Teklifin 22'nci maddesiyle makul şüphe varsa nitelikli hırsızlık, nitelikli dolandırıcılık, banka veya kredi kartlarının kötüye kullanılması, bilişim sistemleri üzerinde işlenirse banka hesabı askıya alınacak, hâkim ya da savcı hesaba el koyabilecek. Neye göre makul şüphe kriteri, yasal sınırı nedir? Somut delil aranmalıdır. Bankaya askıya alma yetkisi verilmiş; hâkime, savcıya verilecek yetki.
Teklifin 6'ncı maddesi sorunludur. Avukatların disiplin cezalarını gerektirecek eylem ve fiiller açık ve net yazılmalıdır. Burada muğlak ifadeler kullanılmıştır, belirsiz bu düzenleme keyfî uygulamalara da açıktır. Ayrıca, mülkiyet hakkını -bir önceki, 22'nci maddede de bahsettiğim gibi- ihlal eden bir uygulama var. Hizmet sağlayıcıya sorumsuzluk zırhı sağlanmaktadır, oluşan mağduriyetlerde de bu durum kişinin aleyhine bir durum oluşturacaktır.
Teklifin 28'inci ve 29'uncu maddelerinin usul açısından bu torbada yeri olmamalı, bu maddelerin yargı paketinde ne işi var? Yıl sonuna yetişsin diye bu düzenlemenin getirildiğini de düşünüyoruz. Kendi uzmanlığındaki komisyonlara da gönderilmesi daha uygun olacaktır.
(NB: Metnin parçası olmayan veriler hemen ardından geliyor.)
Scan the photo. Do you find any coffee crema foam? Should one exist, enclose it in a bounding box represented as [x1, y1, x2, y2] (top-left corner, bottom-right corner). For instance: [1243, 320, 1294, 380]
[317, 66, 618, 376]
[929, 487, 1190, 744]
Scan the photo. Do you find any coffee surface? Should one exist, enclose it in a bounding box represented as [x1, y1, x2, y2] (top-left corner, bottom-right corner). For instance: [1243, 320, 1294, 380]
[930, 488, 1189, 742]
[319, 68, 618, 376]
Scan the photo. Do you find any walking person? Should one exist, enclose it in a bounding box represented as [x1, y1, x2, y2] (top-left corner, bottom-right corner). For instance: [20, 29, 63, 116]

Genel sağlık sigortası düzenlemesiyle görüşülen Vergi Kanunu'nda neden konulmadı? Sosyal Güvenlik Kurumunun eski alacaklarıyla ilgili düzenleme teklifi de Plan ve Bütçe Komisyonuna gitmektedir.
Teklifin 30, 31 ve 32'nci maddelerine bakacak olursak 30'uncu madde onuncu yargı paketinde de vardı ve geri çekilmişti. Madde açıkça Anayasa'ya aykırıdır, teklif metninden de çıkarılması zorunludur. Türkiye'de temsilcilik açmayan sosyal medya şirketleri hâlâ mevcut. Bunların temsilcilik açması durumunda daha hızlı bir çözüm yolu bulunur.
Kısaca, kanun teklifinde birçok maddede muğlak, belirsiz ifadeler vardır. Şimdiye kadar getirdiğiniz yargı paketleri gibi bu yargı paketinde de Anayasa'ya aykırılıklar bulunmaktadır. Son paketlerdeki maddeler için Anayasa Mahkemesi kararları dâhil gösteriyor ki yargı paketleri toplumun ihtiyaçlarını karşılamak için değil algı yaratmak için yeni bir şey yapmış gibi karşımıza getirilmektedir. Gerçekten yargı reformu isteniyorsa tam bir uzlaşma içinde, çok sayıda değil, tek bir paketle bunu başarabiliriz. Tek işimiz bu olur. Günler, haftalar sürer ama içinde hukukçuların, akademisyenlerin, baroların, hâkim ve savcıların, avukatların, bürokratların olduğu, eşit temsil edildiği bir komisyonda bunu da başarabiliriz. Belki o gün Adalet Bakanı "Türkiye bir hukuk devletidir." dediğinde inandırıcı olur.
Teşekkür ediyorum.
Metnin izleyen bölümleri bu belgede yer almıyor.